A reclassificação recomendada agora pela Iarc foi desancada pela indústria do setor. Aqui, a Associação Brasileira da Indústria de Alimentos para Fins Especiais e Congêneres (Abiad) declarou “corroborar a segurança para consumo do aspartame, um dos ingredientes mais pesquisados da história, com mais de noventa agências de segurança alimentar aprovando seu uso”. Uma das críticas à reclassificação reside na dificuldade de se cravar que o uso contínuo de uma substância isolada na dieta pode elevar o risco de tumores. “O que tem ficado cada vez mais claro é a relação entre o consumo frequente de alimentos ultraprocessados e o desenvolvimento de alguns tipos de câncer”, diz o médico Pedro Exman, do Centro Especializado em Oncologia do Hospital Alemão Oswaldo Cruz, em São Paulo. “E temos de levar em conta que o surgimento da doença é multifatorial, ou seja, influenciado por histórico pessoal e familiar e exposição a vários agentes ambientais.”

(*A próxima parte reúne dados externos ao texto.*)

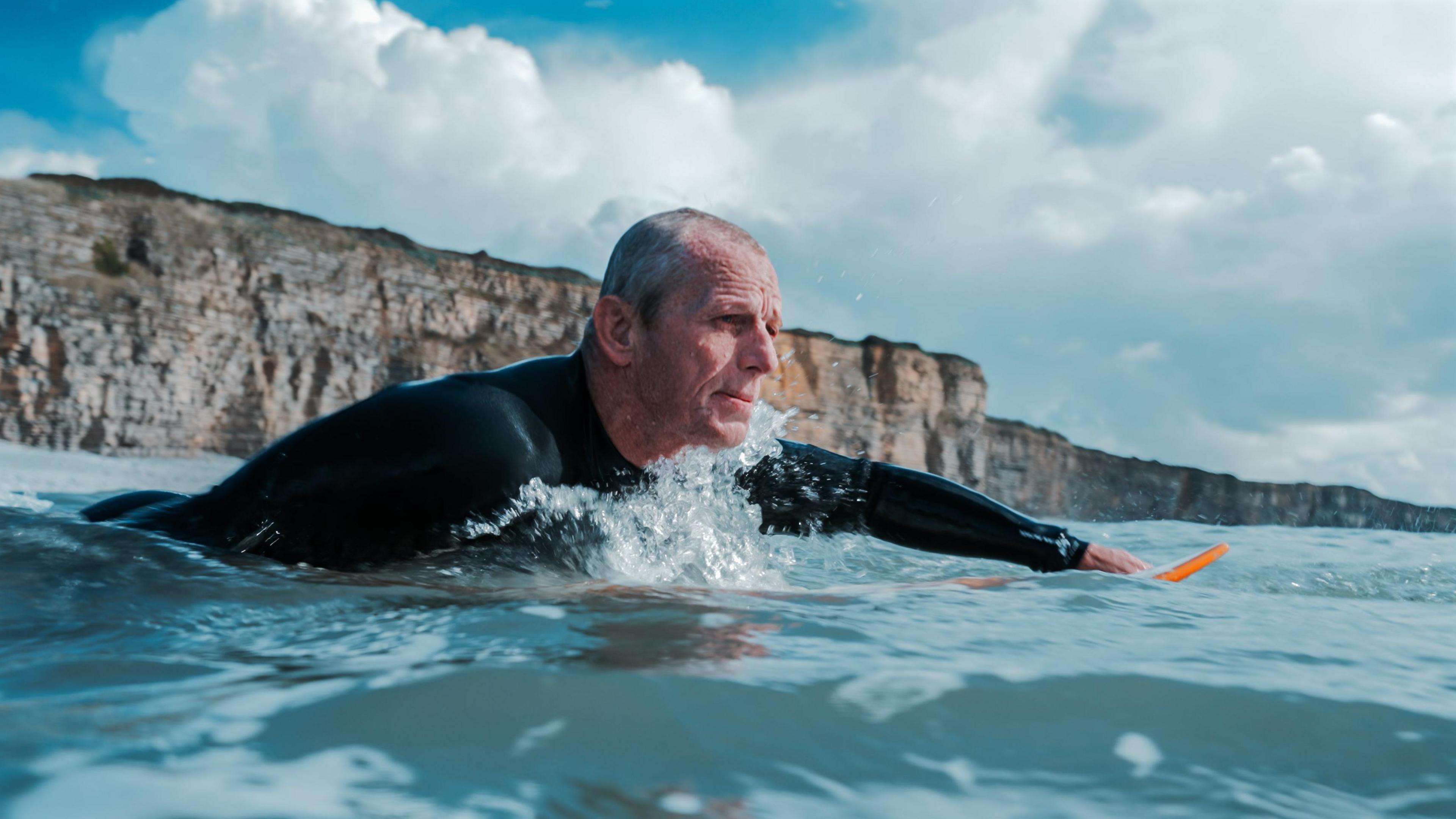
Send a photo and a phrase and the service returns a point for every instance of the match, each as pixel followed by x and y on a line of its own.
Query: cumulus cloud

Uma das preocupações levantadas por especialistas é que, ao contraindicar o aspartame, um número expressivo de pessoas pode considerar que a melhor saída é voltar a ingerir açúcar — esse, sim, um malfeitor com elo comprovado entre seu uso excessivo e o ganho de peso, que leva a uma maior propensão a tumores. No doce mundo das guloseimas açucaradas, ressaltam os entendidos, o bom senso e o equilíbrio têm sempre que prevalecer. “Se a OMS reclassificar o aspartame, não podemos estender a advertência para todos os adoçantes”, lembra o médico Rodrigo Moreira, diretor da Sociedade Brasileira de Endocrinologia e Metabologia (Sbem).

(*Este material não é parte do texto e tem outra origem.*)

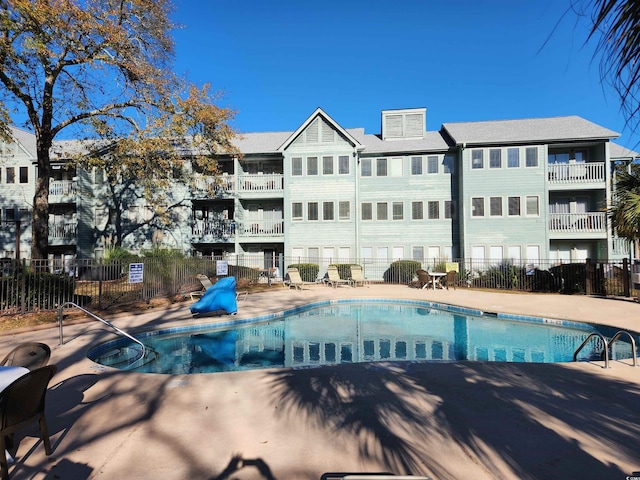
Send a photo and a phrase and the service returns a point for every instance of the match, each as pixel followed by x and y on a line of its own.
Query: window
pixel 533 205
pixel 312 165
pixel 343 164
pixel 432 164
pixel 24 174
pixel 296 211
pixel 365 167
pixel 381 211
pixel 327 210
pixel 449 209
pixel 531 155
pixel 447 165
pixel 433 210
pixel 477 207
pixel 513 158
pixel 477 160
pixel 296 166
pixel 344 210
pixel 312 211
pixel 381 167
pixel 416 165
pixel 417 211
pixel 398 210
pixel 495 206
pixel 327 165
pixel 495 158
pixel 367 211
pixel 514 206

Presente em larga escala nos produtos diet e zero açúcar e ingrediente crucial nos refrigerantes dessa categoria, o aspartame segue agora a trilha percorrida por outros adoçantes, como sucralose e ciclamato, acusados de aumentar o risco de câncer e depois reabilitados (com reticências). Em maio, a OMS, que nunca deixou de denunciar ameaças à saúde nos substitutos do açúcar, publicou uma diretriz contrária a seu uso para perder peso, por não serem feitos para esse fim (a prescrição original é para pessoas que não podem ingerir açúcar, como aquelas com diabetes) e pela suspeita de ampliar o risco de doenças cardiovasculares.
As diretrizes da OMS não têm força de lei e servem prioritariamente para abrir espaço para a reflexão. No universo da medicina, não há quem condene sua recomendação básica de que as pessoas priorizem uma alimentação mais natural e balanceada e uma rotina de exercícios como estratégia para emagrecer os assombrosos índices de obesidade na população do planeta. Como a fórmula, mais do que conhecida, não é obedecida pela maioria das pessoas, a dieta personalizada, com ou sem adoçantes, acaba sendo imprescindível na luta contra o excesso de peso, com todas as controvérsias que esses regimes acarretam. No entra e sai dos edulcorantes no tribunal da nutrição, uma coisa é certa: a sentença final não será dada tão cedo.